A rare clouded leopard has been captured in the wild with the camera for the first time in 20 years.
Four photos were taken by a camera trap on the Thailand-Cambodian border, which conservationists say is the only sighting in two decades.
The distinctive turtle-flaked fur was seen in images released by Thailand’s National Parks Department.
The big cat, whose name is due to its cloud-like patches, was spotted in the Phanom Dong Rak mountains near Isaan, according to Chaiwat Limlikitaksorn, local director of conservation areas.
Clouded leopards are considered “Vulnerable” by the IUCN Red List, with an estimated global population of less than 10,000.
It is registered for protection under CITES, the international wildlife protection law to which Thailand is a signatory, and is already extinct in its native Singapore and Taiwan.
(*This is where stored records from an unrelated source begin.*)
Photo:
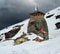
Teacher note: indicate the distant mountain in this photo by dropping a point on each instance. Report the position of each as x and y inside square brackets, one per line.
[32, 43]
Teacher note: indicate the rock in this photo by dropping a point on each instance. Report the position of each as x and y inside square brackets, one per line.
[37, 39]
[21, 39]
[34, 26]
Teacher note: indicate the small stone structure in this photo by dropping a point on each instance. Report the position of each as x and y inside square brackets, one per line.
[38, 25]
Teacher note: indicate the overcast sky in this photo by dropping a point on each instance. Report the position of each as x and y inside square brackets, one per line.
[14, 11]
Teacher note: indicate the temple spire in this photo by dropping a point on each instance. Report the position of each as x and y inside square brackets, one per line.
[36, 8]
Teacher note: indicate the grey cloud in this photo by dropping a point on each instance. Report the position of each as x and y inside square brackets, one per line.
[13, 11]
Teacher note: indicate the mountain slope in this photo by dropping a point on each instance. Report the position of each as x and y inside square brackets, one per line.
[51, 46]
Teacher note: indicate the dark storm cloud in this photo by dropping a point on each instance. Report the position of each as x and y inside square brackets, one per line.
[13, 11]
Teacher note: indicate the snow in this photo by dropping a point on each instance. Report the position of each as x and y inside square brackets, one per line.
[51, 46]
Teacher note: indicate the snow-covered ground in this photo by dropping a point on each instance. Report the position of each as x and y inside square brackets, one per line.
[51, 46]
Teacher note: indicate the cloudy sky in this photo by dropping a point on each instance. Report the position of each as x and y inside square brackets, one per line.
[14, 11]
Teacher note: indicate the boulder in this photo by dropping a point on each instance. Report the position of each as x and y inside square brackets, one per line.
[35, 25]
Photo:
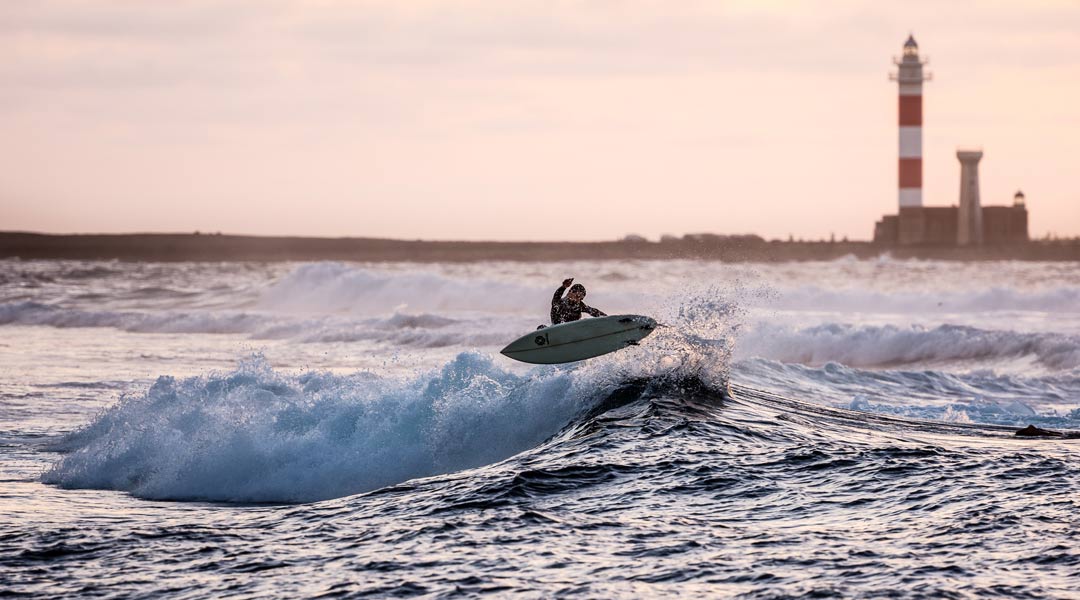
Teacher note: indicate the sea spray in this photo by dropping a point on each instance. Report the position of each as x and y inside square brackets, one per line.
[258, 435]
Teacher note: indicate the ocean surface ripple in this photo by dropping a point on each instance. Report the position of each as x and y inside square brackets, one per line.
[747, 450]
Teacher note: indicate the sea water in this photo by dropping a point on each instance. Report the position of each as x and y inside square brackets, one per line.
[245, 430]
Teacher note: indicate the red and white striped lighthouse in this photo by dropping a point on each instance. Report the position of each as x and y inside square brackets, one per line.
[909, 77]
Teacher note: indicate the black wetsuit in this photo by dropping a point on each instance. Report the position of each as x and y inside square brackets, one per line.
[564, 310]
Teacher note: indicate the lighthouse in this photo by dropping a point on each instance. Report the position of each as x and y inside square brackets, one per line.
[909, 78]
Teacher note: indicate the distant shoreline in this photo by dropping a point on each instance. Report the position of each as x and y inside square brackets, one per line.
[166, 247]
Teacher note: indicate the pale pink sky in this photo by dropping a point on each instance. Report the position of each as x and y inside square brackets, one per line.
[523, 120]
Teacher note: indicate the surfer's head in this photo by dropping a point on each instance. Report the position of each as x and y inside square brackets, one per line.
[577, 292]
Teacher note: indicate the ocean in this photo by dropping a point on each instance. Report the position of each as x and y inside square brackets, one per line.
[827, 430]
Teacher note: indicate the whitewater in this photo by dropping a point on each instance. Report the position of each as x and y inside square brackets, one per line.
[329, 430]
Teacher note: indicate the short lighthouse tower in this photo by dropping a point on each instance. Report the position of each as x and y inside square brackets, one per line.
[909, 78]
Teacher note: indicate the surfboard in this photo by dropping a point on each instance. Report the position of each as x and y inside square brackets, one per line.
[578, 340]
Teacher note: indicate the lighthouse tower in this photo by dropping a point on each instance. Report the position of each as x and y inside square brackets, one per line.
[909, 77]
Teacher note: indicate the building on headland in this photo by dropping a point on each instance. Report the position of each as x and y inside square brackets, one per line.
[914, 225]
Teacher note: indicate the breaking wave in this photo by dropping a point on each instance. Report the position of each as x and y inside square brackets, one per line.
[258, 435]
[865, 345]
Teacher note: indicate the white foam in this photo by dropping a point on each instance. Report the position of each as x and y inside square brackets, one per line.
[256, 435]
[889, 345]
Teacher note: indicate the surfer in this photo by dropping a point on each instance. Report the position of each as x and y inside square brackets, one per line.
[564, 310]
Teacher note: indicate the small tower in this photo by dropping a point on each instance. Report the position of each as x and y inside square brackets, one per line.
[970, 217]
[909, 78]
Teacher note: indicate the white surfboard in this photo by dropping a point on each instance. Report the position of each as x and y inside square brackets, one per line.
[578, 340]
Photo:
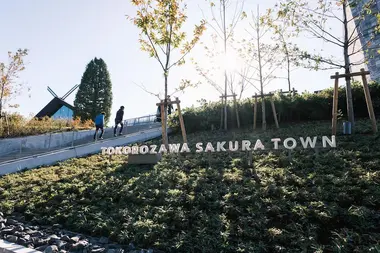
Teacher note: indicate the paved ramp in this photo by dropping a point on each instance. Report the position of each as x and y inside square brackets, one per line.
[52, 157]
[108, 133]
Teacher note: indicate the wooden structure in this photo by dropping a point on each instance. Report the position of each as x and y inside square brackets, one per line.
[236, 110]
[163, 120]
[270, 95]
[367, 94]
[57, 107]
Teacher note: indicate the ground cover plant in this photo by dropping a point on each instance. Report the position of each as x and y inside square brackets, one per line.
[316, 202]
[303, 107]
[19, 125]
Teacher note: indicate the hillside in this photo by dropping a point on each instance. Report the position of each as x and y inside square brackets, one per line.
[314, 202]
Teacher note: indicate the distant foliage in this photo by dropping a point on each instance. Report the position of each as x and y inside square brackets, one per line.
[22, 126]
[95, 92]
[303, 107]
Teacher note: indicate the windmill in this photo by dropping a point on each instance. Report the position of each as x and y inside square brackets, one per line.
[57, 108]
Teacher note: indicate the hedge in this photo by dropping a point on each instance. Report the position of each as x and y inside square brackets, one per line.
[300, 108]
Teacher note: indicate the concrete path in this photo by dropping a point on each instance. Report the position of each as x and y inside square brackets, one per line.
[53, 157]
[108, 133]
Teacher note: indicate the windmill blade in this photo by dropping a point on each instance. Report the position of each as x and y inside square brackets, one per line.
[70, 91]
[52, 92]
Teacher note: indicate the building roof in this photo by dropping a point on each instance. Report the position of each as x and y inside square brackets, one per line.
[52, 107]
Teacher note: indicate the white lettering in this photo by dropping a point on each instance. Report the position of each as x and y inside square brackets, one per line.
[276, 141]
[331, 142]
[111, 150]
[174, 148]
[185, 148]
[144, 149]
[235, 148]
[199, 147]
[259, 145]
[245, 145]
[220, 146]
[118, 150]
[104, 150]
[286, 145]
[162, 149]
[135, 150]
[153, 149]
[209, 147]
[126, 150]
[308, 142]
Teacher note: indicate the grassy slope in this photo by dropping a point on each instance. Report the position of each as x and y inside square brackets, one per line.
[203, 203]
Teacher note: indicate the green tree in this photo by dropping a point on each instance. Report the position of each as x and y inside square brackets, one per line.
[313, 19]
[95, 92]
[160, 23]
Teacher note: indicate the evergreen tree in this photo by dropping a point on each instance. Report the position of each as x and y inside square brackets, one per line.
[95, 92]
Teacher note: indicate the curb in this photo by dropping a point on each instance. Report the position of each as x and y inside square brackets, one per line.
[8, 247]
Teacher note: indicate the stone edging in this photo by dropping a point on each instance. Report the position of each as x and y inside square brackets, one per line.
[54, 239]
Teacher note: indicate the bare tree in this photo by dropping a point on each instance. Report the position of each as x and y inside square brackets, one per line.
[261, 59]
[160, 24]
[223, 32]
[314, 20]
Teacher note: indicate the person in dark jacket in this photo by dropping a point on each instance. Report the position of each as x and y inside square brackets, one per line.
[119, 120]
[99, 124]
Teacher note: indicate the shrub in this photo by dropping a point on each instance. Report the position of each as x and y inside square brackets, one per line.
[19, 125]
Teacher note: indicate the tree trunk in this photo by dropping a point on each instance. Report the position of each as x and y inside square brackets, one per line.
[224, 63]
[350, 106]
[260, 70]
[166, 143]
[264, 114]
[288, 66]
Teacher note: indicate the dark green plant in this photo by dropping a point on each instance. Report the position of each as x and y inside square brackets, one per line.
[95, 92]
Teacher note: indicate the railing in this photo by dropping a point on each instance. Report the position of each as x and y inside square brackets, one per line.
[148, 119]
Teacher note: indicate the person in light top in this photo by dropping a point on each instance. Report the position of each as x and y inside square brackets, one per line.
[99, 124]
[119, 120]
These four images were taken after the camera trap was installed just 24 days on November 1.
The leopard was snapped on Wednesday, November 18.
Before the trap was removed the following Tuesday, it also recorded a gazelle, pig badger, dhole and coral-billed cuckoo, as well as deer.
The clouded leopard is hunted for the illegal wildlife trade, according to the IUCN Red List.
Market studies have found large numbers of hides, bones for medicines, meat for exotic dishes and live animals for the pet trade.